I have the following loop that runs this 'similarity' function and stores its result in a 'results' variable that is added as a column in the dataframe at index position i, passed in the for loop, formatted by the 'similarity_formated' function. However, because it is a function that passes through the entire dataframe, it takes a long time to run.
for i,row in df_teste.iterrows():
results = similarity(embeddings, df_acordaos,i,0)
df_teste.at[i,'SIMILARITY_ALL']=similarity_formated(results)
print(np.array(results[['process_number','SIMILARITY']]).shape)
The function of similarity is as follows:
def similarity(tfidfs, df, df_idx,classes,expected_similarity=-1):
df_=df.copy()
df_=df_.reset_index().rename(columns={'index': 'df_index'})
col = df_[df_['df_index']==df_idx]
idx=col.index[0]
df_['SIMILARITY']=0
for indice in df_.index:
value_similarity = cosine_similarity(tfidfs[idx],tfidfs[indice])[0][0]

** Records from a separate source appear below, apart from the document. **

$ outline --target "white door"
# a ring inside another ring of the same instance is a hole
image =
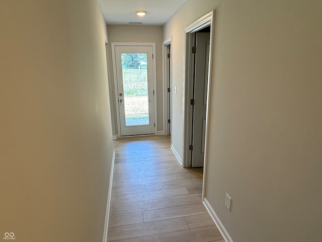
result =
[[[114,46],[121,136],[154,134],[153,47]]]
[[[203,166],[209,41],[209,33],[196,33],[191,160],[193,167]]]

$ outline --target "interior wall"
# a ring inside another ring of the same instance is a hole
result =
[[[140,25],[108,25],[109,33],[109,48],[110,52],[110,63],[112,63],[112,42],[130,43],[155,43],[155,58],[156,64],[156,97],[157,131],[163,131],[163,93],[162,80],[162,26],[140,26]],[[111,76],[113,78],[113,68],[111,69]],[[114,90],[114,81],[112,82],[112,88]],[[116,108],[115,100],[113,103],[115,112],[115,123],[116,120]],[[115,127],[117,133],[117,126]]]
[[[95,0],[0,3],[0,234],[102,241],[113,156]]]
[[[178,90],[173,143],[182,151],[184,29],[216,10],[205,198],[234,241],[322,237],[321,8],[317,0],[188,0],[164,27]]]

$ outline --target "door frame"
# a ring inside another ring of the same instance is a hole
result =
[[[170,60],[170,70],[169,68],[169,59],[168,58],[167,50],[169,48],[169,45],[171,44],[172,41],[172,37],[167,39],[166,40],[162,42],[162,68],[163,72],[163,131],[164,134],[168,135],[170,134],[170,131],[169,130],[168,120],[170,119],[171,120],[172,115],[170,113],[170,116],[169,113],[169,107],[170,107],[170,111],[172,112],[172,62]],[[172,54],[172,48],[170,48],[170,58],[171,58],[171,55]],[[170,71],[170,73],[169,73]],[[170,78],[170,80],[169,80]],[[168,98],[168,83],[170,83],[170,93],[169,94],[170,96],[170,100],[169,101]],[[170,130],[172,129],[172,123],[170,123]]]
[[[208,87],[207,93],[207,110],[206,112],[206,132],[205,136],[205,156],[204,158],[204,172],[202,189],[202,199],[204,197],[205,181],[206,180],[207,163],[208,161],[208,137],[209,130],[209,113],[210,110],[210,98],[211,91],[211,80],[213,75],[212,70],[215,11],[211,11],[200,18],[185,29],[185,47],[184,47],[184,66],[183,95],[184,102],[183,108],[183,166],[191,166],[191,152],[189,150],[192,136],[192,107],[190,105],[190,99],[193,92],[192,85],[194,78],[194,69],[192,66],[194,56],[192,48],[193,46],[193,35],[206,27],[210,27],[210,41],[209,45],[209,61],[208,73]]]
[[[154,116],[154,133],[152,135],[153,135],[157,133],[157,110],[156,110],[156,63],[155,62],[155,43],[130,43],[130,42],[112,42],[111,47],[112,50],[112,58],[113,62],[113,72],[114,83],[114,93],[115,95],[115,106],[116,107],[116,119],[117,120],[117,131],[118,137],[121,137],[121,120],[120,119],[120,108],[118,105],[118,101],[116,100],[116,97],[118,98],[118,90],[117,89],[117,76],[116,72],[116,63],[115,60],[115,47],[116,46],[151,46],[152,49],[152,69],[153,69],[153,112]]]

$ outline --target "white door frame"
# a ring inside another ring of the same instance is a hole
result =
[[[193,46],[193,34],[206,27],[210,26],[210,41],[209,47],[209,63],[208,73],[208,89],[207,93],[207,111],[206,113],[206,132],[205,137],[205,156],[204,159],[204,172],[202,190],[202,199],[204,197],[205,181],[208,158],[208,137],[209,130],[209,99],[211,96],[211,80],[213,76],[212,49],[213,48],[214,34],[215,11],[211,11],[200,18],[185,29],[184,76],[183,81],[183,166],[188,167],[191,166],[191,152],[189,150],[192,137],[192,108],[190,105],[192,97],[192,83],[193,83],[193,67],[192,61],[193,58],[192,52]]]
[[[155,43],[124,43],[124,42],[112,42],[111,43],[112,49],[112,56],[113,60],[113,78],[114,79],[114,93],[115,97],[118,97],[118,91],[117,89],[117,77],[116,72],[116,64],[115,63],[115,46],[151,46],[153,51],[152,65],[153,65],[153,109],[154,115],[154,134],[156,135],[157,133],[157,98],[156,98],[156,64],[155,62]],[[117,102],[116,103],[116,118],[117,120],[117,131],[118,136],[121,136],[121,125],[120,120],[120,109]]]
[[[170,62],[170,73],[169,74],[169,66],[168,66],[168,53],[167,49],[168,47],[170,44],[171,44],[171,41],[172,40],[172,37],[167,39],[166,40],[162,42],[162,69],[163,71],[163,131],[164,134],[169,135],[170,130],[169,128],[169,125],[168,123],[168,119],[171,119],[171,115],[169,116],[169,106],[171,107],[171,111],[172,111],[172,98],[170,98],[170,101],[169,101],[168,98],[168,83],[170,83],[170,88],[172,89],[172,62]],[[170,49],[170,56],[171,57],[171,54],[172,52],[172,48]],[[170,74],[170,75],[169,75]],[[170,77],[170,80],[169,80],[169,76]],[[172,95],[172,90],[171,90],[170,97]],[[170,102],[170,103],[169,103]],[[172,123],[170,123],[170,126],[172,127]]]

if value_similarity >= expected_similarity:
df_.at[indice,'SIMILARITY']=value_similarity
df_ = df_.sort_values('SIMILARITY',ascending=False,inplace=False)
return df_
and the 'similarity_formated' is:
def similarity_formated(results):
processes=list(results['process_number'])
similaritys= list(results['SIMILARITY'])
text=''
for p,s in zip(process, similaritys):
text+=p+' '+"{:.3f}".format(s)+' '
return text
I tried several ways to parallelize this loop, but I still haven't found a suitable way.